Unanimous support for “user pays” electricity scheme

Tim Newman -

Southland businesses, local government and residents have presented a united front in the latest submissions on electricity prices.

The Electricity Authority had previously asked for consultation from the public on the second issues paper of the Transmission Pricing Methodology, and received submissions from December 13 until February 24.

The TPM calculates energy payments for regions throughout the country, based on the cost it takes to transfer power up and down the national grid.

The last set of recommendations, which significantly reduced the benefits that Southland was set to receive, was widely unpopular throughout the region.

The authority had planned to put a cap on price increases at 3.5 per cent, which would lessen the blow for regions such as Auckland and Northland, which were set to pay more.

About 30 Southland-based submissions were put to the Electricity Authority, out of a total of more than 100.

The submissions came from all sectors of Southland, including industry, politicians, businesses, and regular consumers.

Throughout the submissions from Southland, there was overwhelming support for a “user pays” pricing system.

This would have significant economic benefits for the region, particularly because of Southland’s proximity to renewable energy sources.

An 18-point proposal was submitted by Venture Southland on behalf of the region, which was supported by a wide range of different organisations.

The proposal was supported by the Southland District, Gore District and Invercargill City councils, MPs Sarah Dowie and Todd Barclay, and the Southland Chamber of Commerce.

Industry leaders also got in behind the submission, including South Port, EIS, and Dongwha New Zealand.

A key point of contention on the current payment system was the fact that the South Island and lower North Island had disproportionately subsidised upgrades to electricity transmission in the upper North Island.

In the submission made by Venture Southland, chief executive Paul Casson says this had had an adverse effect on the rest of the country.

“The current dependency-based subsidised model of the TPM, whereby southern residents and businesses are subsidising the massive investment in the upper North Island grid caused by rapid growth in Auckland and environs, needs to be immediately corrected.”
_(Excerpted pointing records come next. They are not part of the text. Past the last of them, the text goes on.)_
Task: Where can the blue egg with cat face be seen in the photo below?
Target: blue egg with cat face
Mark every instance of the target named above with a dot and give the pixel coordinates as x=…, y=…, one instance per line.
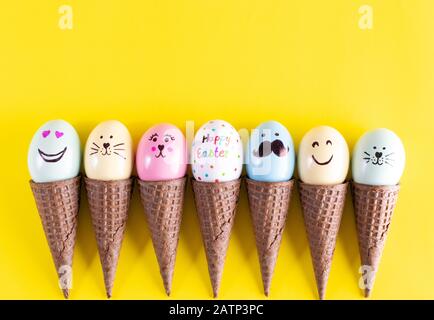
x=270, y=153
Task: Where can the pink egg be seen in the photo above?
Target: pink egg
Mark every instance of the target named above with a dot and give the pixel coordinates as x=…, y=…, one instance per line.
x=161, y=154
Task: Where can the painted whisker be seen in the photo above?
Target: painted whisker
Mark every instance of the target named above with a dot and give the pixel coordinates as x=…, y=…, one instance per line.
x=119, y=155
x=119, y=144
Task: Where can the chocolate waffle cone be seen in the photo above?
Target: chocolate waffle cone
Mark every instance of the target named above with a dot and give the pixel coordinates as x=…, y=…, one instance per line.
x=373, y=206
x=109, y=202
x=58, y=204
x=216, y=204
x=163, y=202
x=322, y=207
x=268, y=202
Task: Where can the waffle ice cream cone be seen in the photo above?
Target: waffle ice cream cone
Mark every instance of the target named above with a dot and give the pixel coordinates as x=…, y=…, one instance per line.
x=58, y=204
x=322, y=207
x=216, y=205
x=373, y=207
x=109, y=203
x=163, y=203
x=268, y=202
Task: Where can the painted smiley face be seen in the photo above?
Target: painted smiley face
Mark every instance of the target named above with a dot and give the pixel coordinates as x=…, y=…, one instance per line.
x=378, y=158
x=316, y=144
x=108, y=152
x=161, y=154
x=54, y=152
x=323, y=157
x=52, y=157
x=270, y=154
x=163, y=144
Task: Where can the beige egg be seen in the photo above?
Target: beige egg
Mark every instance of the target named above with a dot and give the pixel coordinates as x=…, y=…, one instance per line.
x=108, y=154
x=323, y=157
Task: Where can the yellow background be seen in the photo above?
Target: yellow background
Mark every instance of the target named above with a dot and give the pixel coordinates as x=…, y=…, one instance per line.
x=303, y=63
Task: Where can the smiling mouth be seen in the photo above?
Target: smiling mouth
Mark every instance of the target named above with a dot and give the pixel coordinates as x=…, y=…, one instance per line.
x=322, y=163
x=53, y=157
x=160, y=155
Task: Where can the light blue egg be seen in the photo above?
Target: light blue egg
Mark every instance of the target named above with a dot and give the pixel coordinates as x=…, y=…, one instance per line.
x=378, y=158
x=270, y=153
x=54, y=152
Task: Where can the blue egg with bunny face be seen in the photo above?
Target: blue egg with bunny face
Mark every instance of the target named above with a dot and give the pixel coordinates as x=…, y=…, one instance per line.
x=270, y=153
x=378, y=158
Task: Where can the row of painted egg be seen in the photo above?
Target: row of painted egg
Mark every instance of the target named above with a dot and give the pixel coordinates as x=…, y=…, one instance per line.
x=216, y=155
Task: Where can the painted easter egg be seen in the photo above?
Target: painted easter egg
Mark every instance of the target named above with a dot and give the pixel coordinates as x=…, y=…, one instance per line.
x=108, y=154
x=270, y=153
x=161, y=154
x=54, y=152
x=323, y=157
x=217, y=152
x=378, y=158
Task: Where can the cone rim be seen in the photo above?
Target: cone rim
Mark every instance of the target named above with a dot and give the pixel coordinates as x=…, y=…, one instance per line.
x=140, y=181
x=87, y=179
x=270, y=183
x=219, y=183
x=346, y=182
x=32, y=182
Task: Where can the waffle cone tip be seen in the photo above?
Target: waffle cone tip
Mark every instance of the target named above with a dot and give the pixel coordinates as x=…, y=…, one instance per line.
x=266, y=287
x=108, y=290
x=65, y=293
x=168, y=287
x=367, y=292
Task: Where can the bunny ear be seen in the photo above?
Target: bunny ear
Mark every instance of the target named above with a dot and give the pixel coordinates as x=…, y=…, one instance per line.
x=45, y=133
$1.3 billion has been spent on the upper North Island grid since 2004, yet only 39 per cent of the investment has been paid for by the upper North Island.

Since that time, transmission prices have increased by 330 per cent in the South Island, 225 per cent in the lower North Island, and 40 per cent in the upper North Island.
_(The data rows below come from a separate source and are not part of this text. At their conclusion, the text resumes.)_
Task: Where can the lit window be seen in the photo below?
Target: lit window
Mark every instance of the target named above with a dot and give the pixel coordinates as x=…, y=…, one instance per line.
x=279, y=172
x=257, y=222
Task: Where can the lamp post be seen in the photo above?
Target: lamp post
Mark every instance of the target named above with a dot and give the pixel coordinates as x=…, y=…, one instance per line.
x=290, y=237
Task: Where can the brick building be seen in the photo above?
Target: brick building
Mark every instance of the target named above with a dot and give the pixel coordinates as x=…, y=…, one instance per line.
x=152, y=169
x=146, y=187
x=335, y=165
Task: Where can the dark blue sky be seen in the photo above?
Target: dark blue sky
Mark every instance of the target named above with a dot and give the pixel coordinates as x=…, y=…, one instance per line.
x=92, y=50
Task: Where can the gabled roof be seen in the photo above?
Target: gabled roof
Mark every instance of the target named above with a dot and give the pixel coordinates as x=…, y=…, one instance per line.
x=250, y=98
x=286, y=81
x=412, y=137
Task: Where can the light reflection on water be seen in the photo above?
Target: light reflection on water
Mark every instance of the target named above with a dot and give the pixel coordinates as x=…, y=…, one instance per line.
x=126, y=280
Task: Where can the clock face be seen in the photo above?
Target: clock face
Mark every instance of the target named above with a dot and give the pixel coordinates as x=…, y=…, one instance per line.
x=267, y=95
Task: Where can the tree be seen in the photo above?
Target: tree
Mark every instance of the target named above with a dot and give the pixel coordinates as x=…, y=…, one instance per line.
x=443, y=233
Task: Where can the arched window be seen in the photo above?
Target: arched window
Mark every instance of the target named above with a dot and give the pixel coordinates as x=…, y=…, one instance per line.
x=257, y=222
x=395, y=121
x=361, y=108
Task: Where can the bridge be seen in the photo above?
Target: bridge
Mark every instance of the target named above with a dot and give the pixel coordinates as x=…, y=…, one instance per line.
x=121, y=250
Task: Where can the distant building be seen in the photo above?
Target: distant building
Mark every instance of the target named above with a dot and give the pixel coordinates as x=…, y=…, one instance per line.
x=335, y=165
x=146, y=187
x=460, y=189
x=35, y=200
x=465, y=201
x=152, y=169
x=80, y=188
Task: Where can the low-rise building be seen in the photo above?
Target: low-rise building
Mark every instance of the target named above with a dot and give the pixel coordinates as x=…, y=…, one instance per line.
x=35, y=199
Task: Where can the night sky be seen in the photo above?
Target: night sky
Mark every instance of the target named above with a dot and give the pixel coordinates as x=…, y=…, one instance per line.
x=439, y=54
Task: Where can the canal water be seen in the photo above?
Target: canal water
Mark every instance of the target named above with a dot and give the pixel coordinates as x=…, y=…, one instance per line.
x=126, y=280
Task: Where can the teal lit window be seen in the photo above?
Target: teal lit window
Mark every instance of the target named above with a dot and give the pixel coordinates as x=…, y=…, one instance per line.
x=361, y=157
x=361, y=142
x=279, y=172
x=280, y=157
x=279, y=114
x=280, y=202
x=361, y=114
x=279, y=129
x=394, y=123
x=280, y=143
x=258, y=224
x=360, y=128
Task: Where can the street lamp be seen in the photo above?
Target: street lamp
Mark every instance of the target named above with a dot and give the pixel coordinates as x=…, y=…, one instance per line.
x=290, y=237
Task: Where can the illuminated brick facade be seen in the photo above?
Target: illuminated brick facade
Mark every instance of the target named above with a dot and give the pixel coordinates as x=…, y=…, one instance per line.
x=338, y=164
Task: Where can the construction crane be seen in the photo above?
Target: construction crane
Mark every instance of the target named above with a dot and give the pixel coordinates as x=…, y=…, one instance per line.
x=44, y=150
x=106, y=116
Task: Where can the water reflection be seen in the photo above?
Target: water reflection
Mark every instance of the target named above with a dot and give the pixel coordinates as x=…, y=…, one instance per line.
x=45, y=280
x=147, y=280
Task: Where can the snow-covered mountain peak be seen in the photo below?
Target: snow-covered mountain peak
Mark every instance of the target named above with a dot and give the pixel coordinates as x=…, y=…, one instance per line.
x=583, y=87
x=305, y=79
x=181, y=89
Casson said this pricing system, if left uncorrected, would have a major negative impact on Southland’s economy.

“Southland as a region with a population of 96,000 people consistently punches above its economic weight and produces or processes 15 per cent of all of New Zealand’s tradeable exports, but it is also a region highly exposed to international commodity prices.

“Unfortunately the current TPM is not cost-reflective and adversely impacts on business competitiveness in the South by imposing unreasonable costs on southern industry and consumers.
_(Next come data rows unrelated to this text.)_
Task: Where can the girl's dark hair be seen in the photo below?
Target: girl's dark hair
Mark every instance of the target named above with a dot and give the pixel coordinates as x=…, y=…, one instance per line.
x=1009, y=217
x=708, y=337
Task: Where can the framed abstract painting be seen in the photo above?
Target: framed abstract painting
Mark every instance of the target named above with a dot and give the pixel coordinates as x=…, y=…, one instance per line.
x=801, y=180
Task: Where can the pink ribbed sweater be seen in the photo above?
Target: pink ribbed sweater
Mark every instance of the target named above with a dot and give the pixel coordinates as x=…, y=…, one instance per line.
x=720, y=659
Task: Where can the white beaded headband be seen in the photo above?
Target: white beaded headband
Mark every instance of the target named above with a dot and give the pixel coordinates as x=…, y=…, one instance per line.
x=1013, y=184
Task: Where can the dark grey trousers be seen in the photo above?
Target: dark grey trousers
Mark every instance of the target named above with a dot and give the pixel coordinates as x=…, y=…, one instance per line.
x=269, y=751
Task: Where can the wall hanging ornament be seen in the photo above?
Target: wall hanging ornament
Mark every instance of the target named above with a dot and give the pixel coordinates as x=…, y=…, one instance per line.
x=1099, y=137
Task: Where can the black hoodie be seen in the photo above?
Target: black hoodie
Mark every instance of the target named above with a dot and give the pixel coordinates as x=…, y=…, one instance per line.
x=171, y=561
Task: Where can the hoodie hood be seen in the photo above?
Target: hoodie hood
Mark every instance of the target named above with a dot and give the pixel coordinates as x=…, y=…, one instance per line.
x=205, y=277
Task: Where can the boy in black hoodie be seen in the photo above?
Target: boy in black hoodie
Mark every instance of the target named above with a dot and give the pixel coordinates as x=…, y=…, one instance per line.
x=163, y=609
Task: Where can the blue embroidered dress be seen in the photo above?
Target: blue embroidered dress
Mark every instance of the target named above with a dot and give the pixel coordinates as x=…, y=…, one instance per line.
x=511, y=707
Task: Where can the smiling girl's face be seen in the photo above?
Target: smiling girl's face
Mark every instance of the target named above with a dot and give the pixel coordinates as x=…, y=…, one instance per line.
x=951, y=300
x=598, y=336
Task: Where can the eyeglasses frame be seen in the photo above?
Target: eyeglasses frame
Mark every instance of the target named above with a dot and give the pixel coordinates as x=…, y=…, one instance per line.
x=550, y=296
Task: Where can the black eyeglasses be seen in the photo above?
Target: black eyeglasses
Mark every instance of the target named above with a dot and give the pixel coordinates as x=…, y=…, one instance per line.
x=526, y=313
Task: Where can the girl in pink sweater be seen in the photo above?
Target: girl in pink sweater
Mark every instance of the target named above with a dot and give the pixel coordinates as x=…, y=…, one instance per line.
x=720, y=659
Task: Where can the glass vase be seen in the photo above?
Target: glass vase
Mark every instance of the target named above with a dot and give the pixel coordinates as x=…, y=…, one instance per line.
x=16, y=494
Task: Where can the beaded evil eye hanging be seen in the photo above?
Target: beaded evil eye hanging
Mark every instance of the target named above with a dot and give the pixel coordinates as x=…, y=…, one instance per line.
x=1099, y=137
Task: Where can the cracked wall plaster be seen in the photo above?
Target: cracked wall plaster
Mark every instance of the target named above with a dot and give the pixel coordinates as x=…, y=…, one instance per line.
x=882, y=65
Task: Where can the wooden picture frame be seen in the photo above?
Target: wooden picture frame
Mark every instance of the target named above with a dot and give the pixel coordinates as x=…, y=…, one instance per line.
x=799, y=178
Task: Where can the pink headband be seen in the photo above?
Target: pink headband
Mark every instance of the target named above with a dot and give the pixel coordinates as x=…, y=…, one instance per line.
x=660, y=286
“Venture Southland believes in the principle of user pays. If you are the customer that benefits from a service then you should pay for it.”

Casson said any changes to the system were long overdue, and in any case would not provide compensation for the over-charging the Southern region was already facing.

“It is important that the Authority does not delay its work in reviewing the TPM.

“Customers in regions like Southland and Otago are currently facing transmission costs that are much higher than the services they receive.

“Any more delays mean we as Southern customers will be continuing to pay for investments that customers in other regions benefit from.

“We will never be paid back for that over payment – but we would like to stop paying for other regions’ transmission grid infrastructure as soon as possible.”

Otago Southland Employers’ Association chief executive Virginia Nicholls said the Authority should not be “swayed by unsubstantiated posturing based on misleading propositions of harm and instead stay the course”.

“We recognise that change of the TPM will create winners and losers. But the fact that there are winners and losers is not the appropriate benchmark against which to assess the work of the Authority.”

Southland Chamber of Commerce chief executive Sheree Carey said she was pleased with the number of submissions put forward by Southlanders.

“It’s great to see the voice of the south so well represented in this reform. It really matters to our community’s future that we get this right.

“The joint council campaign ‘Fair Go for the South’ was an excellent initiative which promoted awareness of the cause and engagement from the public around this important issue currently facing our region.

“I can’t predict final outcomes but I think anyone who is reasonable would decide that people should pay for what they use, and we can’t afford to continue to fund the infrastructure needed to cope with Auckland’s growth.”

South Port chief executive Mark O’Connor said an equitable transmission pricing model was essential for the success of the Southland Regional Development Strategy, which was reliant on the growth of existing industry and the establishment of new businesses in the region.